À commencer par Emmanuel Macron, qui a écrit sur Twitter : "Les Vénézuéliens ont le droit de s’exprimer librement et démocratiquement. La France reconnaît Juan Guaido comme 'président en charge' pour mettre en œuvre un processus électoral. Nous soutenons le Groupe de contact, créé avec l’UE, dans cette période de transition".

Une position défendue plus tôt, lundi matin, par le ministre des Affaires étrangères, Jean-Yves Le Drian, qui a déclaré sur France Inter que Juan Guaido "a la légitimité pour organiser des élections" présidentielles.

Plusieurs pays européens comme l'Allemagne, l'Espagne, le Royaume-Uni, la Suède et le Danemark ont aussi reconnu, lundi, Juan Guaido comme président par intérim.

"Le gouvernement espagnol annonce reconnaître officiellement le président de l'Assemblée du Venezuela, M. Guaido, comme président en charge du Venezuela", a déclaré le chef du gouvernement espagnol Pedro Sanchez, en appelant M. Guaido à convoquer des élections présidentielles "dans le plus bref délai possible".

"Nicolas Maduro n'a pas appelé à une élection présidentielle dans les huit jours, comme nous l'avions demandé", écrit Jeremy Hunt, ministre britannique des Affaires étrangères, sur Twitter. "Le Royaume-Uni et ses alliés européens reconnaissent donc désormais @jguaido comme président par intérim jusqu'à ce que des élections crédibles puissent être organisées".

Le Venezuela a réagi lundi en annonçant qu'il allait "réévaluer intégralement les relations bilatérales avec ces gouvernements à partir de cet instant, jusqu'à ce qu'ils renoncent à soutenir les plans putschistes", selon un communiqué du ministère des Affaires étrangères.

La Russie, l'un des principaux alliés de Nicolás Maduro, a aussitôt dénoncé cette reconnaissance de Juan Guaido par plusieurs pays européens. "Nous percevons les tentatives de légitimer l'usurpation du pouvoir comme une ingérence directe et indirecte dans les affaires internes du Venezuela", a déclaré le porte-parole du Kremlin, Dmitri Peskov.

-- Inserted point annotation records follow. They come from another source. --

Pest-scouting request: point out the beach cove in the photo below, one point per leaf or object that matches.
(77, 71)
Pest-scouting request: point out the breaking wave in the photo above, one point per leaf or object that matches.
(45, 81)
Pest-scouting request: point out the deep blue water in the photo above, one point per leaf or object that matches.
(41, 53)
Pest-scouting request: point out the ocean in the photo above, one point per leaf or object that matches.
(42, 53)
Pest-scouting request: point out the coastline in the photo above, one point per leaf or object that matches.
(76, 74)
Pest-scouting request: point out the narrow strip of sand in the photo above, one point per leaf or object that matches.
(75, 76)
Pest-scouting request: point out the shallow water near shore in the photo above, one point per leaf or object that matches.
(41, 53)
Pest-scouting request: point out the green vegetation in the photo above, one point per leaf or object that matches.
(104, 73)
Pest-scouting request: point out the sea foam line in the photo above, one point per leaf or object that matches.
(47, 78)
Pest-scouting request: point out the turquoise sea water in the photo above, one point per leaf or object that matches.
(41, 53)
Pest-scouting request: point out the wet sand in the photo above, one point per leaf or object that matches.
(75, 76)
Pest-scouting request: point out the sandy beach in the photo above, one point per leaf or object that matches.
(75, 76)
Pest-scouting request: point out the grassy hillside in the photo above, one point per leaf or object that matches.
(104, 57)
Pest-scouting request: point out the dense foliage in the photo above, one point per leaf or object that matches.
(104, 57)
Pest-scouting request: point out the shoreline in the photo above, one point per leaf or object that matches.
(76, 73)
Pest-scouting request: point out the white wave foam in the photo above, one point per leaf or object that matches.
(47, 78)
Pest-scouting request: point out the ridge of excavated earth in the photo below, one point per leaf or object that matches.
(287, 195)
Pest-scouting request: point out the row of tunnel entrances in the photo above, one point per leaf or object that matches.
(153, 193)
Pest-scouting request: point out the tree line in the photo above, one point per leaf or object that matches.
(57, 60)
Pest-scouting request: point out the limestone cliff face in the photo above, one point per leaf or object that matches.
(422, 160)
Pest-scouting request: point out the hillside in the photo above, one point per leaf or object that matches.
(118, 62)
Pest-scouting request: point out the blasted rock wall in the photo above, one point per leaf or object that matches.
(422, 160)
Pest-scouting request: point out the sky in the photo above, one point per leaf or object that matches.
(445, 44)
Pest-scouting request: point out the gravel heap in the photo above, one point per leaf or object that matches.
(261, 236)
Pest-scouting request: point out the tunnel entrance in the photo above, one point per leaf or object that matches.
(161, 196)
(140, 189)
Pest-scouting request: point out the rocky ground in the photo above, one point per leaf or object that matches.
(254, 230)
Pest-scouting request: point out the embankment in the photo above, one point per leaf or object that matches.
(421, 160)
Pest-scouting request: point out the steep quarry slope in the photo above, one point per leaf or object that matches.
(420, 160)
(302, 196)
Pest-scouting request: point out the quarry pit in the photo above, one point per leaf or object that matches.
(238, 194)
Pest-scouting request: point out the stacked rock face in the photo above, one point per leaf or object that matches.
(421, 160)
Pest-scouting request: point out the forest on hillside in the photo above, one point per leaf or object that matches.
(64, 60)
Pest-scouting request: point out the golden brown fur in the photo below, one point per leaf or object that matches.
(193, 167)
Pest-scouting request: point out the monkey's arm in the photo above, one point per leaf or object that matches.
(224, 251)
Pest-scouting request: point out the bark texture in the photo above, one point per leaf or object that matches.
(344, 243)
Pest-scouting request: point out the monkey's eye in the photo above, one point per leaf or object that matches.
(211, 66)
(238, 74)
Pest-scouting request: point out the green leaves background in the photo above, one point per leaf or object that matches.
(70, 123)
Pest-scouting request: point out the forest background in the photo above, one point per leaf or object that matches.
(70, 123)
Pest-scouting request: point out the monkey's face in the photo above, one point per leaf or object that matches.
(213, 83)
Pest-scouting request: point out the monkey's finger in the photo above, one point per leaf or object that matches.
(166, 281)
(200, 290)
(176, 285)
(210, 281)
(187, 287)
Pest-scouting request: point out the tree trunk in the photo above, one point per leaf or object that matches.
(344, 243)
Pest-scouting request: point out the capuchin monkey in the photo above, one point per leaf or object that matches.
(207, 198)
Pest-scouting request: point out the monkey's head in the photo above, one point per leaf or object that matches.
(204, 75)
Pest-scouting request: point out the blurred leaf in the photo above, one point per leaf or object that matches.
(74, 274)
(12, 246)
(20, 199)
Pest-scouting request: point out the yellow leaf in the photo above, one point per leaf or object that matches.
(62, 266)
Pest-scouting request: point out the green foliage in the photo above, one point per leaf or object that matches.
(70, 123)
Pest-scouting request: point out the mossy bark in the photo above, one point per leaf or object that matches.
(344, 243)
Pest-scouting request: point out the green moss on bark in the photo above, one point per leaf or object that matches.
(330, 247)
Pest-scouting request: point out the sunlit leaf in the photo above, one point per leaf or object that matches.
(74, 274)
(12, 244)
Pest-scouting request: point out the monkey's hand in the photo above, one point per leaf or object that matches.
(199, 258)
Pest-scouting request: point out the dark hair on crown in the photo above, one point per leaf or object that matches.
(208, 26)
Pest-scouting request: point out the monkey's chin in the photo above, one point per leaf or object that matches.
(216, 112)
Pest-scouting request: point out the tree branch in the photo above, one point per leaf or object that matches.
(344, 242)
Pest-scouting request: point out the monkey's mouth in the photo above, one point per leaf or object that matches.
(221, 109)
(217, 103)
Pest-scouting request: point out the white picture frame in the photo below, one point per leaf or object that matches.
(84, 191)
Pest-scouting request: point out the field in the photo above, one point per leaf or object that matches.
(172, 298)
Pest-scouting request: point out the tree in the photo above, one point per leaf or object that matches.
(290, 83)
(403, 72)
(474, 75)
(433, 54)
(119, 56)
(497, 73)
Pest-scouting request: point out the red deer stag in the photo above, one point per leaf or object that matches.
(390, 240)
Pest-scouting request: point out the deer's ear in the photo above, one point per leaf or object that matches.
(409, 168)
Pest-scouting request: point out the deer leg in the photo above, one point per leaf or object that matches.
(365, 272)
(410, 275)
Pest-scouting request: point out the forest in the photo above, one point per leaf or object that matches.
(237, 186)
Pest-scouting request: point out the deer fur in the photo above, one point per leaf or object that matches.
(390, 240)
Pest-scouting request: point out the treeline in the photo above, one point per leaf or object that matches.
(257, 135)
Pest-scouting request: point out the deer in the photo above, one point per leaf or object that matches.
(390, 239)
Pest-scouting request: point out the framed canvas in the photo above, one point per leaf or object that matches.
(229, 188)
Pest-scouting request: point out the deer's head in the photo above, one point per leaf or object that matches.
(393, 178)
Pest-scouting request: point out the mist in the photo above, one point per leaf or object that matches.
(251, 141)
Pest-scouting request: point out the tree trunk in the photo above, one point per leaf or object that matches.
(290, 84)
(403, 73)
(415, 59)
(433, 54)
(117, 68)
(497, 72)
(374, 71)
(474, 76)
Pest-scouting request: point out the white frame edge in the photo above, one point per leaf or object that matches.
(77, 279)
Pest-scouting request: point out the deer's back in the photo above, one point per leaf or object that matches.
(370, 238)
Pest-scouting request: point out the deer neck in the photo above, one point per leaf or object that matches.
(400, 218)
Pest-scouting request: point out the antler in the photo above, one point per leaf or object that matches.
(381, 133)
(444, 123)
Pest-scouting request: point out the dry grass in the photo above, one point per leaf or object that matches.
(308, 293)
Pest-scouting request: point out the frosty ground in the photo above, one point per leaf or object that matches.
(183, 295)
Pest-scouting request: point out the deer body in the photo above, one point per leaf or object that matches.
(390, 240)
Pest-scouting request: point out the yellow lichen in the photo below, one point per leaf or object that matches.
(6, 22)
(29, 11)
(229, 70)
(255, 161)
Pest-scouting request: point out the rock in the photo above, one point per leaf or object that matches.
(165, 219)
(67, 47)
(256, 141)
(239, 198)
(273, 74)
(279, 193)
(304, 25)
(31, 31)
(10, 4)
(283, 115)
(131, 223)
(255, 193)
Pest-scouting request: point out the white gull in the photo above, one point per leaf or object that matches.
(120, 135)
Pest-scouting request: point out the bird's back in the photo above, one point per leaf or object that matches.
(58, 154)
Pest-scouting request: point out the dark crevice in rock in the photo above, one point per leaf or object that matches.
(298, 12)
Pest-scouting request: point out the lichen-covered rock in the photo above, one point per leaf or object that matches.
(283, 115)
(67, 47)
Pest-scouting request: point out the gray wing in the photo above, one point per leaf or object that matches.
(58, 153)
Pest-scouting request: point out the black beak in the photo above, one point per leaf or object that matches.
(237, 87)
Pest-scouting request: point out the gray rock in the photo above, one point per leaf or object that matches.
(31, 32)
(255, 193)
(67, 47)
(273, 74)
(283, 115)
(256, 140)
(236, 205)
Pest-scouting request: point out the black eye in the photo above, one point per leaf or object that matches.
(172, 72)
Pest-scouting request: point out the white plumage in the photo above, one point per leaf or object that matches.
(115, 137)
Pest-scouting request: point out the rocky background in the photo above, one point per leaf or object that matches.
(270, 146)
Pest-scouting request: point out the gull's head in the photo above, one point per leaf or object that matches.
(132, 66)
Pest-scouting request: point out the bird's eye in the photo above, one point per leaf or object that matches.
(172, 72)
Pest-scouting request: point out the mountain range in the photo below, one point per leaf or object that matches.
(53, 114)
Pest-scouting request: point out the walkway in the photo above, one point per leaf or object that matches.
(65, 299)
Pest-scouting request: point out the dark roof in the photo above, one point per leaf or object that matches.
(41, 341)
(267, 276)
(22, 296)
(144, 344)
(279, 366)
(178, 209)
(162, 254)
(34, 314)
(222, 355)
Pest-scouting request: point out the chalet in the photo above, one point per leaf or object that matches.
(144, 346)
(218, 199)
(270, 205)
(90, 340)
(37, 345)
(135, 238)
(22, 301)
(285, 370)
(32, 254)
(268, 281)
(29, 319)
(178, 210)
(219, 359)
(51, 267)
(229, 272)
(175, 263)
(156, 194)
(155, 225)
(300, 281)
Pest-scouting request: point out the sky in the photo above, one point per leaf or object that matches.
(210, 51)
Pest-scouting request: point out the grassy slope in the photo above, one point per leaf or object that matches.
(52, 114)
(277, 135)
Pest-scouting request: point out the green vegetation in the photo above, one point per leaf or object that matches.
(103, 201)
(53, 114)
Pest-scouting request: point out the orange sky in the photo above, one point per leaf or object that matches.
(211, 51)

Les États-Unis, le Canada et de nombreux pays d'Amérique latine, dont la Colombie et le Brésil, ont déjà reconnu Juan Guaido, qui s'était autoproclamé président par intérim le 23 janvier. Le Parlement européen avait lui reconnu son autorité jeudi, et avait appelé l'ensemble des pays de l'UE à faire de même.

L'ONU, de son côté, a annoncé lundi qu'elle ne participera à aucune réunion de groupes qui se forment pour discuter de la crise vénézuélienne, afin de "garder sa crédibilité" dans son offre de mission de bons offices au Venezuela, selon son chef, Antonio Guterres.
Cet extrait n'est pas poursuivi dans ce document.